Paladion, a security services provider in the Middle East, has said that the fastest-growing area of cyber crime has developed into a $1 billion-a-year industry complete with customer care departments set up to secure payments from victims of ransomware attacks. Cyber attacks using ransomware, a form of malicious software that allows criminals to encrypt personal files and demand payment for unblocking them, are profitable.
“This has encouraged setup of new criminal startups that make millions of dollars within months before being closed down to protect the masterminds from arrest,” explained Ravi Raman, SVP – Security Intelligence and Analytics at Paladion. “In the last couple of weeks we have seen the newspapers splashed with news of organisations, businesses and individuals been taken hostage by ransomware attacks. Both individuals as well as organisations are at risk today. The perpetrators have moved away from random attacks to targeted attacks on organisations.”
Ransomware, as the name suggests, is a type of malware that encrypts data on your system and demands ransom for decrypting it. Advanced 128 to 256–bit encryption algorithms are used to encrypt data. In most cases, decryption without the key is not possible. Affected parties are paying up – data for such organisations and individuals is very valuable and losing it is not an option.
The concept of extracting money from affected people and organisations has worked as data is important and is a lifeline. Once the perpetrators have tasted “blood” in terms of getting paid, it can always be assumed that there would be no let up. The Middle East region is now susceptible to more targeted attacks than ever before.
“In this situation, the modus operandi is totally different. The attackers resort to stealth and a slow process – along the cyber kill chain – to stage an attack. Those who are not prepared to move away from the traditional mode of defence to a more multi-dimensional oriented defence will be easy targets,” added Raman. “Over the past year, we have seen that UAE was the fourth highest affected in terms of ransomware in the Middle East.”
Ransomware has grown beyond Windows-based personal computers to smartphones, Mac and Linux systems, with attackers increasingly seeking any network-connected device that could be held hostage for profit. The UAE witnessed a 44% year-on-year increase in the number of ransomware attacks. Ransomware has gone through several improvisations over the past year or so – each variety of Ransomware designed to be more dangerous than the previous one.
“In the beginning the malware was modelled around a fake Antivirus — it attempted to extract money by intentionally misrepresenting the security status of a computer. The user was enticed to purchase software in order to remove non-existing malware or security risk from the computer,” explained Raman. “Then ransomware changed to extracting money by locking one’s PC screen. To unlock the screen people had to pay up.”
Among ransomware infections, CryptoWall, TorrentLocker, CTB-Locker, TeslaCrypt and other variants such as Viral Ransomware, ThreatFinder, CryptVault are currently active. Most of these malware morph frequently and reinvent themselves in a new avatar. “Within the UAE, finance, insurance and real estate sectors were the most affected by targeted attacks last year. Close to three quarters of all attacks were directed towards companies belonging to the above mentioned categories,” said Raman.
Be it individuals or organisations, a basic protective mechanism is to take regular backups. In the event of an attack, you are able to restore or go back to the backup. Having said that, the only way a disaster can be averted – unless you are willing to pay up – is to institute preventive mechanisms. This cannot be only through the antivirus software. The approach needs to be multi-dimensional.

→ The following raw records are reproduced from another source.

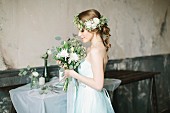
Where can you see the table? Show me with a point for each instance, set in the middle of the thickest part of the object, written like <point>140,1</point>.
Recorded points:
<point>129,76</point>
<point>30,101</point>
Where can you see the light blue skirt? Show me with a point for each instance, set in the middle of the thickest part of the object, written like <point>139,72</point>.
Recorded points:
<point>89,100</point>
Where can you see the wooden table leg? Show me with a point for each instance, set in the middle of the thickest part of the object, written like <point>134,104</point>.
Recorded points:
<point>154,96</point>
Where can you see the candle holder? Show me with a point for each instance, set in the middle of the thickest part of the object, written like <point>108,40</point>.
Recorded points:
<point>34,83</point>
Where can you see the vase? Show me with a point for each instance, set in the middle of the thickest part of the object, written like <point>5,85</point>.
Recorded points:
<point>45,71</point>
<point>34,84</point>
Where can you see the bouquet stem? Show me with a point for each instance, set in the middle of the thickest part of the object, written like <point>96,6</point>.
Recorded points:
<point>66,84</point>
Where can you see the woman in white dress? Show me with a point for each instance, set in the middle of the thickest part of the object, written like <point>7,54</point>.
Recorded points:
<point>91,97</point>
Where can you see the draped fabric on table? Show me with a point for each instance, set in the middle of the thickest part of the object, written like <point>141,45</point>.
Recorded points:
<point>109,84</point>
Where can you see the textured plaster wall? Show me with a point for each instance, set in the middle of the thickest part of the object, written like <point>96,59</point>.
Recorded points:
<point>28,27</point>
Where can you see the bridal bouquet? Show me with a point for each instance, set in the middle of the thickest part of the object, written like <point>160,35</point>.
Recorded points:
<point>70,53</point>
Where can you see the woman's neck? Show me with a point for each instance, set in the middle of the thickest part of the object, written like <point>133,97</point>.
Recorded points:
<point>96,39</point>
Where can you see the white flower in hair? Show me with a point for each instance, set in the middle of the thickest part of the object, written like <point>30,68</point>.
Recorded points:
<point>96,21</point>
<point>35,74</point>
<point>88,24</point>
<point>63,53</point>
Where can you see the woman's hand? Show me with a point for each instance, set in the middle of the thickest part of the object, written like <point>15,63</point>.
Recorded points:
<point>68,73</point>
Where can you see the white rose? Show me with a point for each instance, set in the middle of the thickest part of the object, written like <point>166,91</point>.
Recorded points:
<point>88,24</point>
<point>96,20</point>
<point>73,57</point>
<point>63,53</point>
<point>49,52</point>
<point>35,74</point>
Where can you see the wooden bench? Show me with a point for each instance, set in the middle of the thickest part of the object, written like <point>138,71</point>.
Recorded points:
<point>128,77</point>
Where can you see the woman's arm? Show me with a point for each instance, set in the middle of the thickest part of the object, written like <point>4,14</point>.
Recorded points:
<point>96,60</point>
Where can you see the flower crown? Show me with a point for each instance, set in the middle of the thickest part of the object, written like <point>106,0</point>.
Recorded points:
<point>91,24</point>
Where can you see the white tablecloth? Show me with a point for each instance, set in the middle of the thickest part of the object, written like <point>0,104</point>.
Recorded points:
<point>30,101</point>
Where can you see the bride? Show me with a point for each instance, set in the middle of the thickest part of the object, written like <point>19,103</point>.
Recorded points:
<point>91,97</point>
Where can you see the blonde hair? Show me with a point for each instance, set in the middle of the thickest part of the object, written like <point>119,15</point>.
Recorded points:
<point>104,30</point>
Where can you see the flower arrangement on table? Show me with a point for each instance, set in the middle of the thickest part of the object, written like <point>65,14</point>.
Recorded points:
<point>33,75</point>
<point>70,53</point>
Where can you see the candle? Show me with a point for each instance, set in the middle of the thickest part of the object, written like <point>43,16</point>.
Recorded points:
<point>61,74</point>
<point>41,81</point>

“To detect such staged attacks, an organisation has to invest on tools that will enable it to run data science and machine learning models that can detect patterns from the network data; tools that rely not just on malware signatures but on other concepts such as Indicator of Compromises (IOCs) to detect them; tools that can quickly scan your network / end points for any typical compromises that you suspect may have occurred; tools that can scan for rouge browser plugins; tools that can detect C&C user accounts that could be used by malwares to piggybank on; and tools that can check for unused services that the malwares can morph into. The good news is that such tools are available. You will need such tools to prevent ransomware attacks. We need to be geared to protect ourselves from such threats when the stakes are high. Game changing threats need a robust multi-pronged strategy for effective protection,” concluded Raman.